By Yair Lapid (Trans: Evan Fallenberg)
Elliott & Thompson, £18.99
The notion is bizarre - that a son might so totally steep himself in his father's life, his innermost thoughts, that, after his father's death, he can recreate the man and write the autobiography his father never penned. But this is what Yair Lapid has done. The result is a literary tour-de-force in which the son reassembles the voice, the spirit of the father so absolutely that, for most of this big book, it is the man himself who turns the pages of his life and speaks directly to the reader.
And Yosef "Tommy" Lapid has a lot to say. As a journalist, a politician, a celebrity, Tommy Lapid wrote, recorded, broadcast and shared with his close and loving family so many of his experiences, his thoughts, his emotional highs and lows, that his son Yair, himself a high-profile journalist and broadcaster in Israel, had an abundance of sources.
Born into a comfortable, intellectual and secular Jewish family in Novi Sad, in the Serbian republic of former Yugoslavia, Tomislav Lampel (later Hebraised to Lapid and the Tommy prefaced by Yosef - which nobody called him) lived in Budapest with his mother after his lawyer father had been taken by the Germans (he died in Mauthausen two weeks before the Liberation).
Mother and son were on a death march to the banks of the Danube, where they were to have been shot and left to die under the ice, when a Soviet reconnaissance plane temporarily distracted the Hungarian and Nazi escort. Young Tommy was pushed into a nearby public toilet by his mother and when both emerged the march had moved on. Not one of the marchers survived.
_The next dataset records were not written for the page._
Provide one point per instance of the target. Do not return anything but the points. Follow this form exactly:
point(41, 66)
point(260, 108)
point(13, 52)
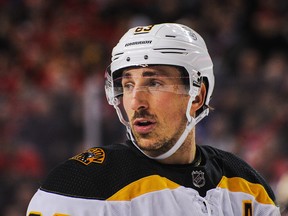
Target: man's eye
point(128, 87)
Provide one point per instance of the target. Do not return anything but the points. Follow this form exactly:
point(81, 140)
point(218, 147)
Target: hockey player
point(160, 82)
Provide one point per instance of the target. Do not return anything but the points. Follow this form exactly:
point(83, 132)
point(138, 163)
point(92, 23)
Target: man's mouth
point(143, 126)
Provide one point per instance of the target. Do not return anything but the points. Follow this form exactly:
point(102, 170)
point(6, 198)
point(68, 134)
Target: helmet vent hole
point(171, 36)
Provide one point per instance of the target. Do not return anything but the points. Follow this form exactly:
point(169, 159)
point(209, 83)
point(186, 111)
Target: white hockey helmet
point(163, 44)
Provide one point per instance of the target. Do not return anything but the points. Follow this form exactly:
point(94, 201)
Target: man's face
point(155, 101)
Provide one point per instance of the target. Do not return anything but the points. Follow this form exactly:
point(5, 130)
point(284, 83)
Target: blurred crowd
point(53, 55)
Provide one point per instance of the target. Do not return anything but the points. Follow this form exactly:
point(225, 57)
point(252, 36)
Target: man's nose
point(139, 98)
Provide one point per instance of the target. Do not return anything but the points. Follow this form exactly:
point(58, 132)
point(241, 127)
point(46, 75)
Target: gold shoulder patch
point(93, 155)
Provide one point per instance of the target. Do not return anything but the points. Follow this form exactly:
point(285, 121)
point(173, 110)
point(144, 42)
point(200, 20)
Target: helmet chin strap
point(191, 122)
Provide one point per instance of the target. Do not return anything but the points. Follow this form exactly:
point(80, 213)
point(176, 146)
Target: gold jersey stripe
point(142, 186)
point(237, 184)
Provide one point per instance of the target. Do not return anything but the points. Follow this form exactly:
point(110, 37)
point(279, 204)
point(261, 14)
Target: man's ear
point(199, 99)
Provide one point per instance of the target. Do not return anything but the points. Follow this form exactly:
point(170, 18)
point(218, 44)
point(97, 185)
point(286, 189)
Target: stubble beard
point(162, 143)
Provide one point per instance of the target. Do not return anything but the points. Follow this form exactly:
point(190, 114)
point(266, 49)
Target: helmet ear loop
point(197, 96)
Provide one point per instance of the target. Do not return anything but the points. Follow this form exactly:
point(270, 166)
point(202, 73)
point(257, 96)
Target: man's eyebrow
point(127, 74)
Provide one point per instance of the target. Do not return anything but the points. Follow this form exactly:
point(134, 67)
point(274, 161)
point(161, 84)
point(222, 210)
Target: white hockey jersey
point(118, 180)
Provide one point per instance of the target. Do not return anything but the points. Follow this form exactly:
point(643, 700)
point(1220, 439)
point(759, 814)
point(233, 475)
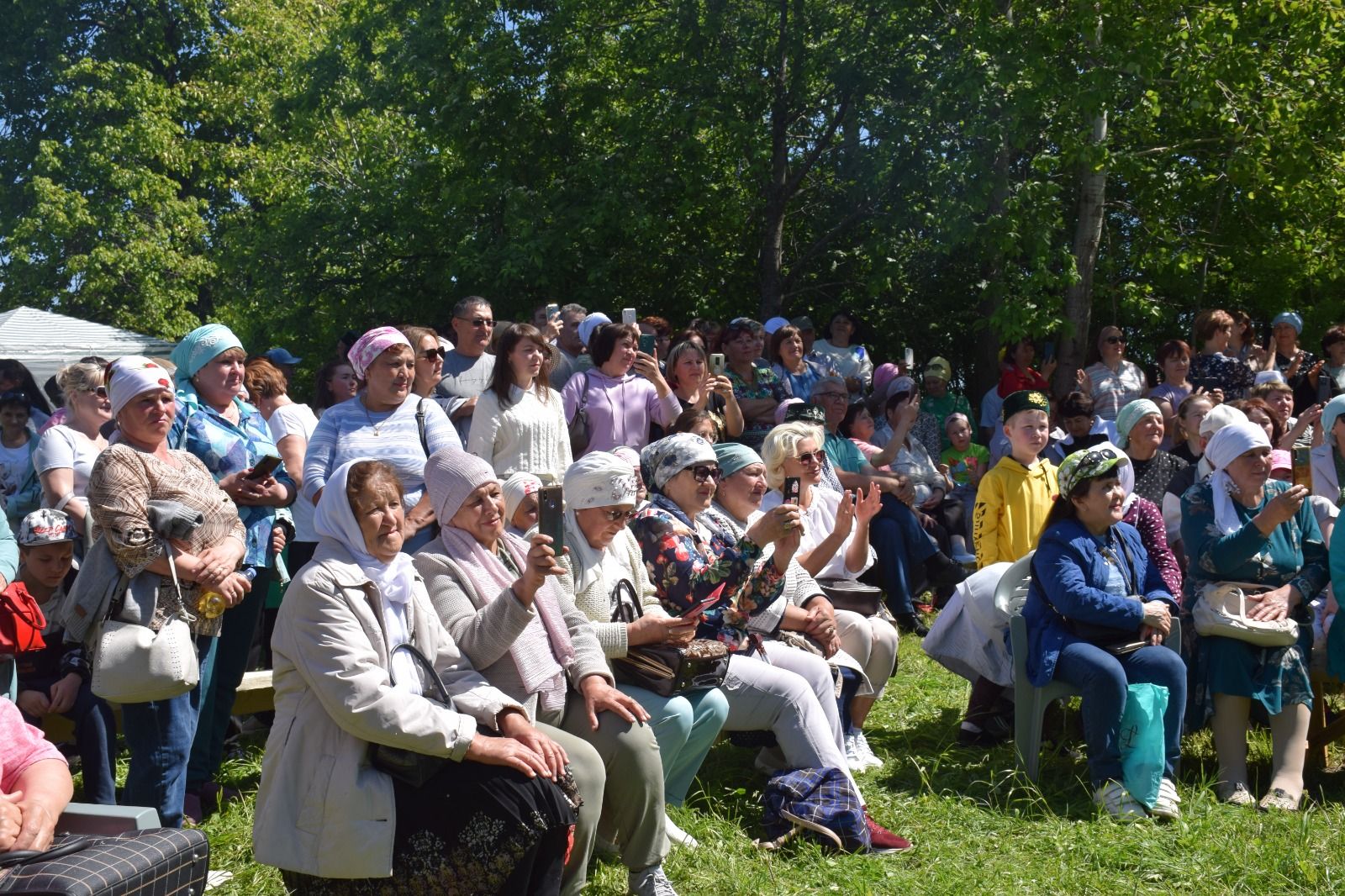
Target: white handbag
point(1221, 609)
point(134, 663)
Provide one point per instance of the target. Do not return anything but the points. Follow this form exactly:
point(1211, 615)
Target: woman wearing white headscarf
point(1244, 526)
point(600, 497)
point(326, 817)
point(510, 607)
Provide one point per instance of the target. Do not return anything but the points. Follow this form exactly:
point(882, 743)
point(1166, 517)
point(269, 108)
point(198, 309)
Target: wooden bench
point(256, 694)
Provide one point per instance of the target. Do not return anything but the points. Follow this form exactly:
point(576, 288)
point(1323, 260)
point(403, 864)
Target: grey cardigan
point(486, 629)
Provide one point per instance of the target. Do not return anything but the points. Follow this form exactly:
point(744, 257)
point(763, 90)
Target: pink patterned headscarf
point(372, 345)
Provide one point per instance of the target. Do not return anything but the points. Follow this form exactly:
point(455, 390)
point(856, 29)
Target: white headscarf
point(598, 479)
point(1228, 444)
point(334, 519)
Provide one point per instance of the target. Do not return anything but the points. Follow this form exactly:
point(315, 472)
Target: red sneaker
point(881, 838)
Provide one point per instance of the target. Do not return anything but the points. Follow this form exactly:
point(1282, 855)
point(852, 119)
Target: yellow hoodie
point(1012, 505)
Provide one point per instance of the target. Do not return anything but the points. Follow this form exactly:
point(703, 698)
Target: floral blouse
point(688, 564)
point(1295, 553)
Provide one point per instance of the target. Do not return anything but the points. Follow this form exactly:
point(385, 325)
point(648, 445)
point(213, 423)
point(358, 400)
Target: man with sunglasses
point(467, 366)
point(1113, 382)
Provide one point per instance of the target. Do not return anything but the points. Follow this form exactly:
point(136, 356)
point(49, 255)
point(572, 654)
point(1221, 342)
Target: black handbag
point(161, 862)
point(666, 669)
point(405, 764)
point(578, 423)
point(856, 596)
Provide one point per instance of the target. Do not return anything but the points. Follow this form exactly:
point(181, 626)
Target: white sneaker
point(1165, 806)
point(865, 751)
point(853, 759)
point(650, 882)
point(1118, 801)
point(677, 835)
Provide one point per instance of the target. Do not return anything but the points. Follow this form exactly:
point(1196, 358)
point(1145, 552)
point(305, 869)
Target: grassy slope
point(978, 826)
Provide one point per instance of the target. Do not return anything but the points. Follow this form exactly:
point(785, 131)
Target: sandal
point(1235, 794)
point(1281, 799)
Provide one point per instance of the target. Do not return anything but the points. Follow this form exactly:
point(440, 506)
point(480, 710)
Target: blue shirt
point(226, 448)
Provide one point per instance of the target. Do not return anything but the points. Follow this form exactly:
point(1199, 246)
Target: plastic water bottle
point(213, 604)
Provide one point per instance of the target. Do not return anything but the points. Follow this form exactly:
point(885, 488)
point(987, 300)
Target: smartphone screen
point(551, 515)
It was this scarred but street-smart teenager who arrived in Israel with his mother just as the state was born and there, seizing every opportunity he could make for himself in the next 60 years, carved out a remarkable career as journalist, author, radio and TV star, later head of the Israel Broadcasting Authority, Knesset Member, a founder of the anti-clerical Shinui party, deputy prime minister and, in his last years, chairman of Yad Vashem.
But this dry catalogue in no way captures Tommy's gusto for life, of a man flamboyant in his many loves: of food (he grew to be a Falstaffian figure), of his writer wife, their children, and of friends, who included humorist Ephraim Kishon and Ariel Sharon.
He embraced almost everyone but Hungarians and it's impossible not to forgive him his delight in his own celebrity. Former Prime Minister Olmert sat in tears at Tommy's bedside as he lay dying from cancer having asked his doctors not to prolong his life.
Having first met Tommy when we were both young journalists in London in the '60s (he for the Israeli newspaper Maariv), I am familiar with his voice and it is remarkable how his son and intimate friend Yair brings it back to booming, ebullient, opinionated life in this extraordinary memoir.